Data from ultrasound.money shows ether’s net issuance – the annualized inflation rate – has risen to 0.07% – after previously dropping below zero amid market volatility linked to the collapse of crypto exchange FTX. A consequent rise in Ethereum network usage had led to millions of dollars in crypto moving on-chain.
But the current positive inflation rate indicates that the volume of ether being minted now outpaces the amount that is being burned. Supply has increased 0.14% at an annual rate over the past seven days, according to ultrasound.money.
Nick Hotz, vice president of research at the digital-asset management firm Arca, attributed ETH’s deflationary flip to a lack of network activity that led to reduced demand.
“Immediately post-FTX, there was tons of demand to swap on both centralized and decentralized exchanges due to volatility,” Hotz told CoinDesk. “In the weeks since, that has faded and now there is very little demand to use neither centralized nor decentralized exchanges.”
Crypto market watchers widely expected that Ethereum’s Merge, which shifted the platform’s protocol from proof-of-work (PoW) protocol to a more energy-efficient proof-of-stake (PoS) protocol on Sept. 15 would turn ether deflationary.

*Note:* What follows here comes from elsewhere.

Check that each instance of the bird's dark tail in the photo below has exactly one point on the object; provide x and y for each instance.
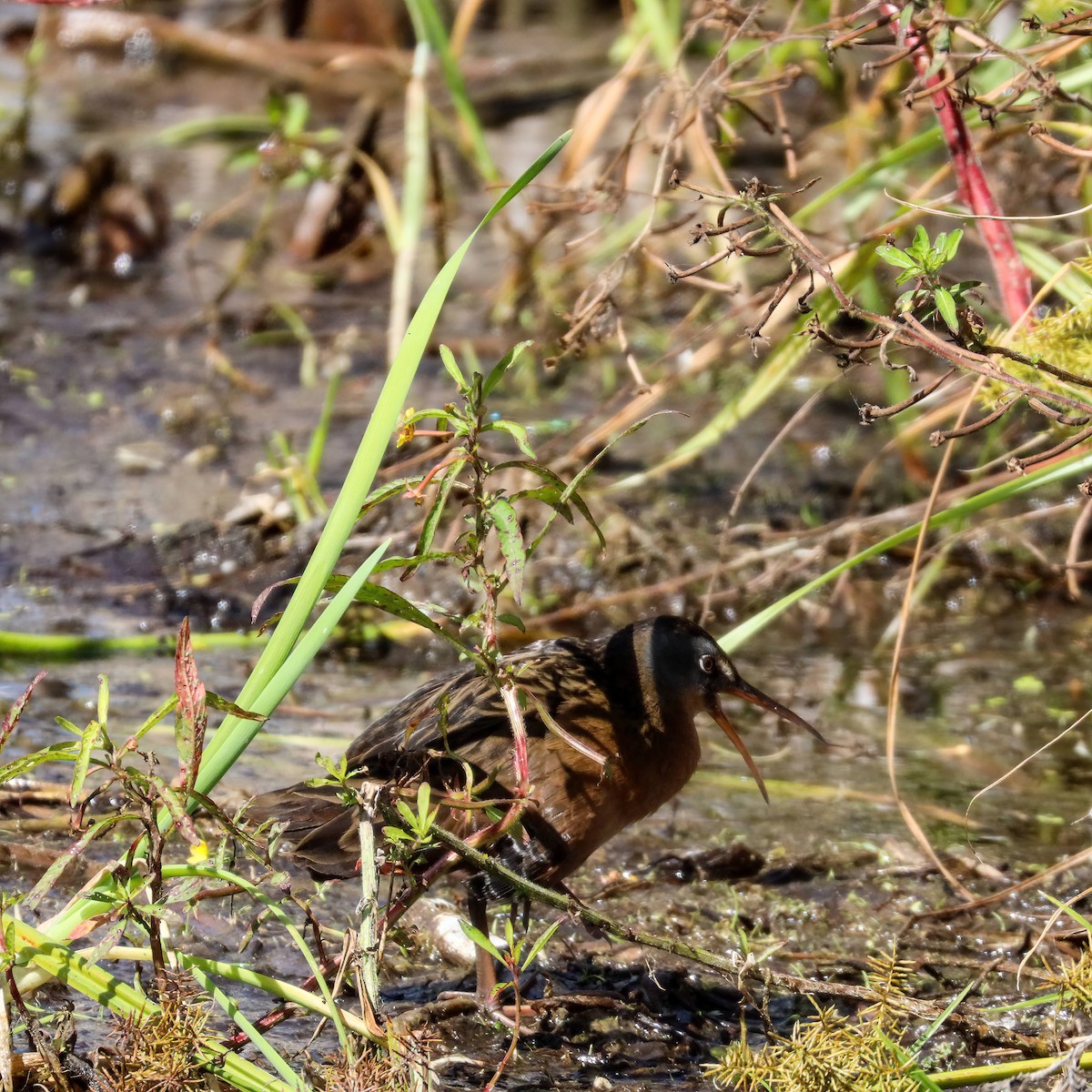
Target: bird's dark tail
(322, 830)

The upgrade in theory eliminated mining and staking rewards totaling about 1,600 ETH per day – a 90% drop in new issuance.
But ether’s inflation rate also depends on a separate mechanism known as the Ethereum Improvement Proposal (EIP)-1559, where fees paid for transactions on the network are “burned,” or eliminated from circulation. The EIP-1559 is essentially tied to the amount of ether burned with network usage: The more transactions on the blockchain led to more ETH being burnt.
According to data from Etherscan, the amount of ETH burnt has spiked as much as 5,000 ETH in a day after FTX’s implosion triggered market jitters. Now the burn rate has slowed to around 1,200 ETH daily.
Hotz believes that the mechanism is neither net inflationary nor net deflationary, but rather, it creates “a credible and steady supply of ETH” and sees “more adoption of Ethereum through layer 2 activities.”
“It's a lot like what the Federal Reserve does with the U.S. economy: It reduces the supply of money when the economy is hot, and vice versa,” he added. “That’s what EIP-1559 does. That’s kind of the idea, especially after the Merge.”
At the time of publication, ETH was trading around $1,265, roughly flat over the past 24 hours.